Ainsi, face à la campagne antiterroriste qui débute ce week-end, Daech peut récolter des bénéfices concrets. Selon la méthode traditionnelle de la guérilla, certains des guérilleros peuvent essayer de se camoufler parmi la population locale. Selon le soutien que les terroristes ont dans une zone donnée, ce lieu peut devenir un sanctuaire pour ceux qui veulent éviter d'être capturés.
En outre, cette circonstance peut être accentuée si l'on tient compte des circonstances géographiques de l'Irak. Les territoires éloignés des grands centres urbains ne sont généralement pas très accessibles. En particulier, l'extrémité occidentale du pays, où les activités terroristes les plus récentes ont eu lieu, est la région qui peut générer le plus de difficultés.
C'est une zone presque entièrement dominée par des écosystèmes désertiques dans lesquels il est extrêmement difficile de maintenir un contrôle efficace. De cette façon, Daech peut utiliser les particularités du terrain à son avantage afin que sa campagne d'insurrection ne soit pas trop endommagée.
En outre, la ligne frontalière entre la Syrie et l'Irak à travers le désert est assez perméable dans la pratique. Les différents groupes terroristes opérant dans la région, dont Daech, ont parfaitement exploité cette porosité, de sorte que leur champ d'influence ne se limite pas à un seul pays.
La capacité des organisations à tisser des réseaux transnationaux a été l'une des principales raisons de leur résilience ; le fait d'avoir des alliés ailleurs a fourni un coussin qui a permis aux groupes djihadistes de se reconstruire encore et encore après les opérations antiterroristes successives menées au niveau gouvernemental.

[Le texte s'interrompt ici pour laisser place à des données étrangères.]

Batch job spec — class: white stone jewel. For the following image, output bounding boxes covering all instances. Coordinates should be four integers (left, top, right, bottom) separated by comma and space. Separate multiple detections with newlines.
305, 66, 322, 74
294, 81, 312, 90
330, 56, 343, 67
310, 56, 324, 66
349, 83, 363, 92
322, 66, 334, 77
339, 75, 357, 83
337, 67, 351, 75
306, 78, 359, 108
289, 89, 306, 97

Actuellement, la situation en Syrie est considérablement plus grave qu'en Irak. Le pays entre dans sa dixième année de guerre civile et aucun signe de fin n'est en vue. L'armée arabe syrienne de Bachar al-Assad, soutenue par la Russie, tente de reprendre le contrôle effectif de l'ensemble du territoire, mais les rebelles ont reçu un nouvel élan grâce à l'intervention de la Turquie.
Nombre des petits groupes qui luttent contre le gouvernement de Damas sont issus d'organisations terroristes djihadistes. Qu'est-ce que cela signifie ? Fondamentalement, que les combattants de Daech en Irak ont des alliés de l'autre côté de la frontière. Dans les régions désertiques de Syrie, en fait, on a récemment signalé une activité accrue des cellules associées à l'organisation dirigée par Abu Ibrahim al-Qashimi al-Quraishi.
C'est pourquoi, même si les éléments opérationnels de Daech étaient capturés ou expulsés d'Irak, cela ne signifierait pas que la menace a disparu ; ses coreligionnaires seraient toujours très présents à quelques kilomètres de là, participant à la guerre en Syrie.